A novel approach for image denoising involves the utilization of a residual encoder–decoder Wasserstein GAN. This method is designed to explore structural similarities between neighboring slices by adopting a 3D configuration as the fundamental processing unit. For example, for a patient undergoing a prostate MRI scan for the detection and characterization of potential abnormalities (such as prostate cancer), the 3D MRI scans are often affected by noise, which can impede the identification of small lesions or the delineation of prostate anatomy [15]. The GAN, in such a case, incorporates residual auto-encoders and deconvolution operations within its generator network, ensuring effective noise reduction while preserving the nuanced structural intricacies of the prostate. By applying a 3D Wasserstein GAN for denoising, radiologists gain access to clearer and more accurate images, enhancing their ability to identify subtle abnormalities such as early-stage tumors [16].

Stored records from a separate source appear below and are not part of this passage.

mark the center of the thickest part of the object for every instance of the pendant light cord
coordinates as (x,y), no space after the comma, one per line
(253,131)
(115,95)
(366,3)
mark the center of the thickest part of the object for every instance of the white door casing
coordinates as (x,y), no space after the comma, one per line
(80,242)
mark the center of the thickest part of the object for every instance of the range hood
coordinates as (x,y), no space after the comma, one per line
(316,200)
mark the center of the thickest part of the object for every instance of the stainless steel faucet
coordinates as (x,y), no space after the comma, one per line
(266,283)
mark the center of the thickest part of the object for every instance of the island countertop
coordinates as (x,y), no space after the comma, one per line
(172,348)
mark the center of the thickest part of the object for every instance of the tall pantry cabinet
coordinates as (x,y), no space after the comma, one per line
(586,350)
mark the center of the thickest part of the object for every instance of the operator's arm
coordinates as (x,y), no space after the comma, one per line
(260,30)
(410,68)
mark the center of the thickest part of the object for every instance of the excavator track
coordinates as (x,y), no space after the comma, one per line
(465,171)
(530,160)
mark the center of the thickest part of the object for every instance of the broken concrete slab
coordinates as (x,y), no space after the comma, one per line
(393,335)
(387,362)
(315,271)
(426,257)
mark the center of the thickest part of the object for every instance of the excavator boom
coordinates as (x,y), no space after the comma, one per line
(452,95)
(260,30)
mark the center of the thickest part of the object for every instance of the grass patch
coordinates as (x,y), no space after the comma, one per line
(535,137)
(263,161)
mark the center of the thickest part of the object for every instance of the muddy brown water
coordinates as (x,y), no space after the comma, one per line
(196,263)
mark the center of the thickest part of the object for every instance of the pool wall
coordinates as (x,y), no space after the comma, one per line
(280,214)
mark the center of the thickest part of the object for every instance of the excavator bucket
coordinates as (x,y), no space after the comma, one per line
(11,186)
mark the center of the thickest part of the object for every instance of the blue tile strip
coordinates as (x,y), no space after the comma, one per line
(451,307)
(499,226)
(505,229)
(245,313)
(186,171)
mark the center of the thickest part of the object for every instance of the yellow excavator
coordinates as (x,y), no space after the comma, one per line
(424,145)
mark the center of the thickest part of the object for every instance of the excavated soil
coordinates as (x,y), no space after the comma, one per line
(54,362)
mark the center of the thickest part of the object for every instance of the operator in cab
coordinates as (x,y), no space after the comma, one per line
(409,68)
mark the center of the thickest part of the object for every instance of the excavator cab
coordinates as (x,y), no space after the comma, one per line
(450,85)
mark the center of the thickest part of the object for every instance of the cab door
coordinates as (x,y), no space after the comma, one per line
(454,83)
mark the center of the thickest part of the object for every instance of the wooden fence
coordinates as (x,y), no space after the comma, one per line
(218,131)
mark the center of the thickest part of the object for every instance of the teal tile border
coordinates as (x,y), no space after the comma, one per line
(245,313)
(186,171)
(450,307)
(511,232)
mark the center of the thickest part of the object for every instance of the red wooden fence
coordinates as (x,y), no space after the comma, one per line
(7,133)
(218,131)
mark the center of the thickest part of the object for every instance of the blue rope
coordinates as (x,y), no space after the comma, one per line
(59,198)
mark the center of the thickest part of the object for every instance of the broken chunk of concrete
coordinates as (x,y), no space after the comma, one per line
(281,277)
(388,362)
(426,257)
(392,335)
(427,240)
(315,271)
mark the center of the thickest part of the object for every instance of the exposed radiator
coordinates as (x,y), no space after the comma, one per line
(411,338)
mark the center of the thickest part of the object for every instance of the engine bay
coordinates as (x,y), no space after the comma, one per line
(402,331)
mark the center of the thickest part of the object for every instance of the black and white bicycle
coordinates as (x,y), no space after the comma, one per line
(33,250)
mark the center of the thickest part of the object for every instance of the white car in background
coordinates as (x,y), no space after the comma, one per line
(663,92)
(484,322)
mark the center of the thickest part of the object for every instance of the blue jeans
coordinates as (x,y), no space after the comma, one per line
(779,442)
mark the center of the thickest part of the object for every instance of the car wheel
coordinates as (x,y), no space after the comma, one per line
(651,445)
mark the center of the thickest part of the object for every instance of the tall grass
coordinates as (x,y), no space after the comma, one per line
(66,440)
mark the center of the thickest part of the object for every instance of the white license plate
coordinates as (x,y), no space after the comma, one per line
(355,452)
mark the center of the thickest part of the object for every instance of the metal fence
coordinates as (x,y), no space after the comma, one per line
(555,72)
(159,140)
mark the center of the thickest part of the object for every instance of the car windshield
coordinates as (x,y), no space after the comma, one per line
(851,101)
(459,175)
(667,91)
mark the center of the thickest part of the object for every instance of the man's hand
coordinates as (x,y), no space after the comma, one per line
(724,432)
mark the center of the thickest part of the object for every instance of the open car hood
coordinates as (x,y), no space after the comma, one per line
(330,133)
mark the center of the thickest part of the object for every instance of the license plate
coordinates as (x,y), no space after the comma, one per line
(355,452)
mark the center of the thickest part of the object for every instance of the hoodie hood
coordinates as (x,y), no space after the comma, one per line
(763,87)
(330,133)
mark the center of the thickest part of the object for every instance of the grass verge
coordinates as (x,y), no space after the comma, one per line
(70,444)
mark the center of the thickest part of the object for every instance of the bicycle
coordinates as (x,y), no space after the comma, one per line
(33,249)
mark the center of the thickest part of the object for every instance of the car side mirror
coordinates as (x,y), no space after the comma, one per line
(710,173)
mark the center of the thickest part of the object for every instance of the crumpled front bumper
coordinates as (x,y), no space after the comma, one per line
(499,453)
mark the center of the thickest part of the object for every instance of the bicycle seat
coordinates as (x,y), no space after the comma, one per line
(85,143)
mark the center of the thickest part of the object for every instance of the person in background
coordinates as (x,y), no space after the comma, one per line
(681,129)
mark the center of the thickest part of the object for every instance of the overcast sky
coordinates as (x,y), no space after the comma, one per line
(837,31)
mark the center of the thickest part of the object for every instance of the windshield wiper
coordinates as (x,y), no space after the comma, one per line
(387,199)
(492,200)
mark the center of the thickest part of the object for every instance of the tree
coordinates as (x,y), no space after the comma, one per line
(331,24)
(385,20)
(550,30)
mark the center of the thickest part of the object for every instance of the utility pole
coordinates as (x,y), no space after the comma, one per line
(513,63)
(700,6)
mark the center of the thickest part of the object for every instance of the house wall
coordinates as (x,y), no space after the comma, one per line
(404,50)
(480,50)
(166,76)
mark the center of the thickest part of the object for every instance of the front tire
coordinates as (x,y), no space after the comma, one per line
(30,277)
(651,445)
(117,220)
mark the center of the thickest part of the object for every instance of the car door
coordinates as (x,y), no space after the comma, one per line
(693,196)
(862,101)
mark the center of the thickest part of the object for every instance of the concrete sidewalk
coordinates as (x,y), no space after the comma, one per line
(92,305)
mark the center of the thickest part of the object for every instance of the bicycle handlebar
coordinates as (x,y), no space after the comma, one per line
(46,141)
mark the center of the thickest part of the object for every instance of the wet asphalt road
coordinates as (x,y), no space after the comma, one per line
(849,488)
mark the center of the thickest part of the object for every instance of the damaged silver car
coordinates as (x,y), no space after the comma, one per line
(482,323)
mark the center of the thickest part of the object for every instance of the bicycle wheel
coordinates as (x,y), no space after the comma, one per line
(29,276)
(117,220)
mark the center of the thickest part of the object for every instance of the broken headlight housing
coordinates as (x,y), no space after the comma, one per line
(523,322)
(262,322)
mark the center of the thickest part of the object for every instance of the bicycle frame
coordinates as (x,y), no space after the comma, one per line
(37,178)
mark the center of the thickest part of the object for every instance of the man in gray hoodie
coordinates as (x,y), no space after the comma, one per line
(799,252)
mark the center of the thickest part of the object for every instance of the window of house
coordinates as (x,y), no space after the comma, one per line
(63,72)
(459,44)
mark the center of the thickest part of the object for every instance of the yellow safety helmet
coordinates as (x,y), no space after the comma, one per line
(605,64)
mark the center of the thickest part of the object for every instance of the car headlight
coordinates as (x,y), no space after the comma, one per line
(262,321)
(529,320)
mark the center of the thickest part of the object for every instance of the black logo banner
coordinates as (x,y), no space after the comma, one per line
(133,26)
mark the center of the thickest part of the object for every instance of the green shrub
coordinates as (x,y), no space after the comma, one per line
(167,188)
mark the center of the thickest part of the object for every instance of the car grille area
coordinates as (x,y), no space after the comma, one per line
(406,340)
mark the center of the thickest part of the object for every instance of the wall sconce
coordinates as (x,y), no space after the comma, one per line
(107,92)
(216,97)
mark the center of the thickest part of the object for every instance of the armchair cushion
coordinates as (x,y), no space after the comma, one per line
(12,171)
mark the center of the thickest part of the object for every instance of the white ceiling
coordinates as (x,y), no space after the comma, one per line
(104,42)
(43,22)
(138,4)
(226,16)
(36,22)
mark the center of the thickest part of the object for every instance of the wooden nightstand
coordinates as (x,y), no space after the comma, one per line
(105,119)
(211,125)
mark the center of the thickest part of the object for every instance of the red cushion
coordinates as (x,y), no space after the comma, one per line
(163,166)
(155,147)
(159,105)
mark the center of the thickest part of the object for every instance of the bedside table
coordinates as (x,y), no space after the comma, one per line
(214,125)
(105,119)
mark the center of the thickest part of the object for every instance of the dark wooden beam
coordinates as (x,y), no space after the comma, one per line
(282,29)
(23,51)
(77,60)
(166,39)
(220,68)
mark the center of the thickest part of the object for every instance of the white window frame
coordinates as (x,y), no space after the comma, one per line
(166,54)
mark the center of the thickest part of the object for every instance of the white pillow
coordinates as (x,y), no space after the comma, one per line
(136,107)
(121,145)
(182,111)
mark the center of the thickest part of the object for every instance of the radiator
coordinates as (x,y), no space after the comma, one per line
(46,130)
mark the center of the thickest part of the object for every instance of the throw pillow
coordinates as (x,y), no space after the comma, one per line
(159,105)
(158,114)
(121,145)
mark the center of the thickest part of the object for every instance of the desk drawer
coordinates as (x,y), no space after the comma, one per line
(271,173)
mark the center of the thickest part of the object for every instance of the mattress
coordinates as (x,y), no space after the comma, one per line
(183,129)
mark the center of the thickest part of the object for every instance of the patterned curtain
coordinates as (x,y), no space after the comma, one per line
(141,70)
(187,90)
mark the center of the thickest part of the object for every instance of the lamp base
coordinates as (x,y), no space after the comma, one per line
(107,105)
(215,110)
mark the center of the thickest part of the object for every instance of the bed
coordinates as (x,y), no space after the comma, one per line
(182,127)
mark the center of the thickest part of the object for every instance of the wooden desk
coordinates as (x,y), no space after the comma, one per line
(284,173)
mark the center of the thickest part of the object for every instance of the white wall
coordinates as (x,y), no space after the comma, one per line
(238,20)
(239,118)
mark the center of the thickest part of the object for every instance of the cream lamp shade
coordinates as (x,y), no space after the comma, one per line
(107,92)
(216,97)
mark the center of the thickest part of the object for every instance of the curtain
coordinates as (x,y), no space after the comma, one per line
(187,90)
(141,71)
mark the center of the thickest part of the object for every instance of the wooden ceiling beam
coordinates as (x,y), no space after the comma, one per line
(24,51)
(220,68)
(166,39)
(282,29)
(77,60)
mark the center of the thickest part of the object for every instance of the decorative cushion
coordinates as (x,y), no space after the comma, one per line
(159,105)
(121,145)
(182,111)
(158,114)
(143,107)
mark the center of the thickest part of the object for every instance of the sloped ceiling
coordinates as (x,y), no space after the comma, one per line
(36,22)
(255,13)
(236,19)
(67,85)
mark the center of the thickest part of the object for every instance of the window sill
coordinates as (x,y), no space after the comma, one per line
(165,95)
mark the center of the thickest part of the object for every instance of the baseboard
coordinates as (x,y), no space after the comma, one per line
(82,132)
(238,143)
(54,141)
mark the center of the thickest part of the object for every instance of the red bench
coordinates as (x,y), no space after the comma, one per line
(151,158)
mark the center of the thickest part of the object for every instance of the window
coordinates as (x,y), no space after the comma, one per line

Computed Tomography Kernel Conversion

The choice of reconstruction kernel significantly impacts the diagnostic quality and visual representation of anatomical structures on CT. This problem was addressed by Choi et al. [17] by utilizing GANs. This approach transforms CT images reconstructed with one kernel into images with different reconstruction kernels. For example, in a scenario where a hospital upgrades its CT scanner, necessitating the conversion of historical images captured with an older sharp kernel to align with the characteristics of a newer, smoother kernel. The GAN is enlisted to perform this multi-domain image-to-image translation, with a distinctive emphasis on modifying the discriminator architecture. In this specific application, the discriminator is trained not only to differentiate between real and generated images but also to discern variations stemming from different CT kernel domains. This GAN-based approach streamlines the process of CT kernel conversion, offering a practical solution for healthcare institutions seeking to upgrade imaging systems while preserving the integrity and comparability of their historical medical data. The GAN-based CT kernel conversion also serves as a valuable tool in the realm of AI research, addressing challenges related to technical heterogeneity and fostering advancements in medical image analysis [18].

Radiation Dose Reduction

GANs offer a promising solution in reducing radiation dose while maintaining imaging quality. Instead of directly using standard-dose scans, which carry higher radiation risks, GANs can generate realistic, high-resolution images from significantly lower-dose scans. The generator takes a noisy, low-dose image as input and attempts to complete it, mimicking the detail and clarity of a standard-dose scan. Meanwhile, the discriminator acts as a critical judge, constantly refining the generator’s output to ensure the final image satisfactorily creates a realistic image. Thereby radiologists can rely on quick, low-dose scans, minimizing radiation exposure for patients. The technique can be beneficial for patients of all ages, ensuring that the advantages of reduced radiation exposure are extended universally [19].

Medical Education

GANs have proven to be invaluable tools in generating realistic anatomical structures and pathology scenarios, serving as a foundation for AI-driven educational cases and patient models.

Clinical Cases

Using GANs, intricate details and complexities of medical scenarios are replicated, providing learners with a dynamic and diverse training environment. For instance, a GAN can generate realistic medical images showcasing different stages of disease progression, allowing healthcare professionals to refine their diagnostic skills in a risk-free virtual setting [20].

Patient Models

In the context of patient care, the development of AI-generated patient models represents a significant advancement. These patient models generated using GANs, serve as valuable tools for predictive modelling, treatment planning, and simulating various clinical scenarios. For instance, a GAN can create patient models based on different age groups, comorbidities, and medical histories, offering a comprehensive training ground for healthcare practitioners to refine their decision-making skills and tailor treatments to specific patient profiles [21, 22].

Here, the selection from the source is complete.